Similar to the study of Wu et.al[22], the 8 patients showed tachycardia and low cardiac output on admission, and CI was slightly lower than the normal range. The results of PiCCO showed that CI decreased, while GEDVI increased, which was consistent with the results of some studies—indicating that the left ventricle enlarged and its systolic function was impaired in children with severe HFMD. At present, HFMD is still common in southern China[28, 29],and severe HFMD is still the main cause of death in children. Clinically, the condition of severe HFMD patients with acute pulmonary edema are more severe, as the central nervous system damage and left ventricular systolic dysfunction are more common in these patients[30]. This study confirmed the feasibility of PiCCO hemodynamic monitoring in young children. Although there is no known reference interval of parameters of PiCCO for young children, the trend of PiCCO parameters still can provide markers for guiding fluid management. Volume management, under the guidance of PiCCO, may reduce the fluid overload in children with severe HFMD, relieve pulmonary edema more swiftly, and lower the duration of mechanical ventilation.

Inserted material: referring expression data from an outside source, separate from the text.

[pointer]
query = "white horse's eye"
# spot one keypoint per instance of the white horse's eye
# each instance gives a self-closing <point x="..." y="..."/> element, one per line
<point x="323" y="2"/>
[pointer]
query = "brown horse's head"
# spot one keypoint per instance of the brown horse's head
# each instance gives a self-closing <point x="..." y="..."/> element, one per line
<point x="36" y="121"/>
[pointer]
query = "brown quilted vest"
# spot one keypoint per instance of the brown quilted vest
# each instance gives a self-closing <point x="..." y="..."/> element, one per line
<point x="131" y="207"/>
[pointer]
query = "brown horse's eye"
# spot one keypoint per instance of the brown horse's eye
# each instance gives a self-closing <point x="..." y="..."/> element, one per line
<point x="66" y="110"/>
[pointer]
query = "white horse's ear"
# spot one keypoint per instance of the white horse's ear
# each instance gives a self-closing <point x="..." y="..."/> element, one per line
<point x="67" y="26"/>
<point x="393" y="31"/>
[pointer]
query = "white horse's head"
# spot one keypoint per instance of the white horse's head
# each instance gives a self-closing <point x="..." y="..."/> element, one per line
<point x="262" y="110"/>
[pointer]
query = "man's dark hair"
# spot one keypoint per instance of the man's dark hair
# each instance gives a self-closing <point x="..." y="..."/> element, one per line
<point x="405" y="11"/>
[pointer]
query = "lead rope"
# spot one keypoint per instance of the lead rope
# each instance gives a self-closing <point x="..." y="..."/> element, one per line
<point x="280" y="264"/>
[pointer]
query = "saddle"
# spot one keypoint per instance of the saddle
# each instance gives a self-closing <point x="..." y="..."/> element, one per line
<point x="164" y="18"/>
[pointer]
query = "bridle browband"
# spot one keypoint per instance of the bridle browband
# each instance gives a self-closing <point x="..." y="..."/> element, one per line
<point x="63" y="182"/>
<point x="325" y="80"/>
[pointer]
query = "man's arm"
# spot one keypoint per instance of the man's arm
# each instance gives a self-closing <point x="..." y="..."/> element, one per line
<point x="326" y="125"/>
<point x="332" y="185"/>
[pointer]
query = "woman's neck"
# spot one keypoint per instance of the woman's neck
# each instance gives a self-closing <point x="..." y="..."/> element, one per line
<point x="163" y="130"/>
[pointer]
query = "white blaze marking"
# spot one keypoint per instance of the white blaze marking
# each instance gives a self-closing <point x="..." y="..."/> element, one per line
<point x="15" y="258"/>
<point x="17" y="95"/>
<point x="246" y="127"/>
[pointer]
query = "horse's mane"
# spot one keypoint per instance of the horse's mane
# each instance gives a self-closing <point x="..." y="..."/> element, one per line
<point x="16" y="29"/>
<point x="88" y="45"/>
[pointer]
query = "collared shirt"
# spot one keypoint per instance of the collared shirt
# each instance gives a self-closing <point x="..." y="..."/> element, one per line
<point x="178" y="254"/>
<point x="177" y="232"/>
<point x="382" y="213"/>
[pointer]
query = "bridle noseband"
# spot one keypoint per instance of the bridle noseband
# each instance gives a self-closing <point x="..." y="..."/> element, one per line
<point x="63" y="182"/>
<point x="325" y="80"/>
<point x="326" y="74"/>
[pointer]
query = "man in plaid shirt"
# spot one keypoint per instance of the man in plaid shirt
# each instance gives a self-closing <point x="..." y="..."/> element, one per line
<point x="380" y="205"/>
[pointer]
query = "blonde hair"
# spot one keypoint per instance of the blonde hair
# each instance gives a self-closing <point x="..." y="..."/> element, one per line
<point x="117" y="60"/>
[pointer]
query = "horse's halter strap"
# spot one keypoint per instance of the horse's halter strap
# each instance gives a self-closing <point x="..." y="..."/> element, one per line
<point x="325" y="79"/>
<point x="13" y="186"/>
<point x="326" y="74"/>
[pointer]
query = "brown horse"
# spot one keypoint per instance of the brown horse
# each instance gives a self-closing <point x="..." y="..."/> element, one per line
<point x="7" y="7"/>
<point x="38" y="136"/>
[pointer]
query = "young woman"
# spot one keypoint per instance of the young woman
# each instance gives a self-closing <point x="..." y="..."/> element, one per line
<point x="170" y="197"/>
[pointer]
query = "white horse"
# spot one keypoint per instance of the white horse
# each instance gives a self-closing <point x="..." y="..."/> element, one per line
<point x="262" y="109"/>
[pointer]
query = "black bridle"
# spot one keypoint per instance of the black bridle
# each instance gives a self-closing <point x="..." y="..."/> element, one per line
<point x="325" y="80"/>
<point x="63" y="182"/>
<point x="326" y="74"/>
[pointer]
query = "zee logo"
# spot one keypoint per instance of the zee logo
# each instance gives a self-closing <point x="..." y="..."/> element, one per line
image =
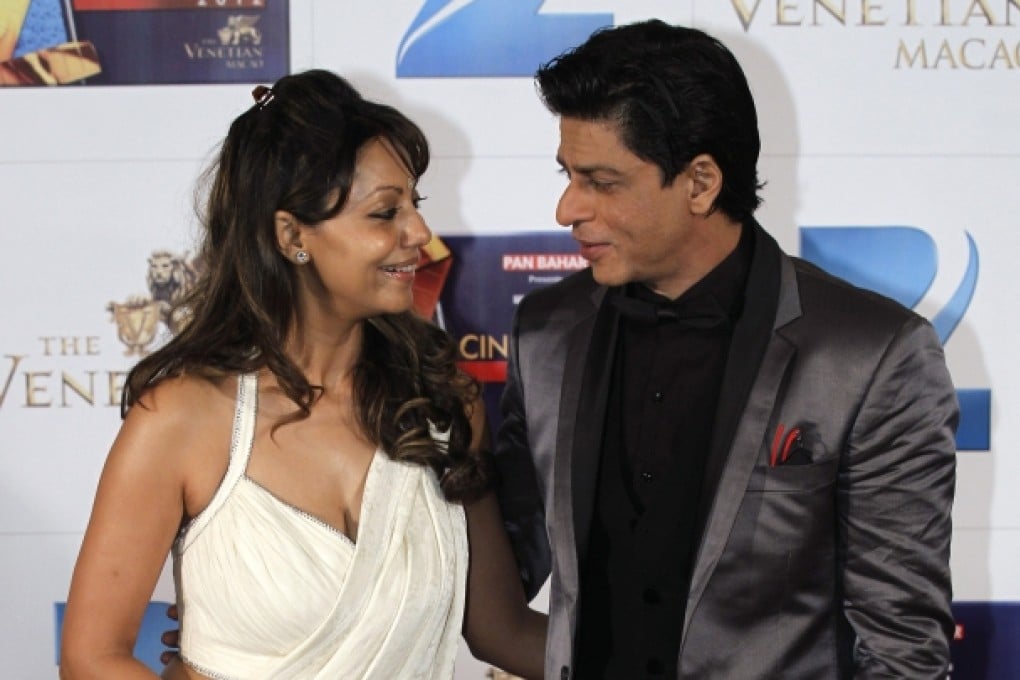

Finally, the limitations of this study are as follows: 1) This was a retrospective study, with a small number of cases included, thus the conclusions need to be verified by larger studies. 2) Only successfully treated cases were included, hence the impact of PiCCO on mortality has not been evaluated. 3) PiCCO catheter implant is an invasive procedure; with the rise of non-invasive hemodynamic monitoring techniques, especially in children, its prospects are not so optimistic. 4) Due to limited medical resources, synchronous re-examination of cardiac ultrasound was not accomplished for both groups; therefore, some parameters of PICCO and ultrasound results may be quite different. 5) With the popularity of vaccines and hygiene improvement, the incidence of HFMD is decreasing in Guangdong, and follow-up studies may be difficult to carry out.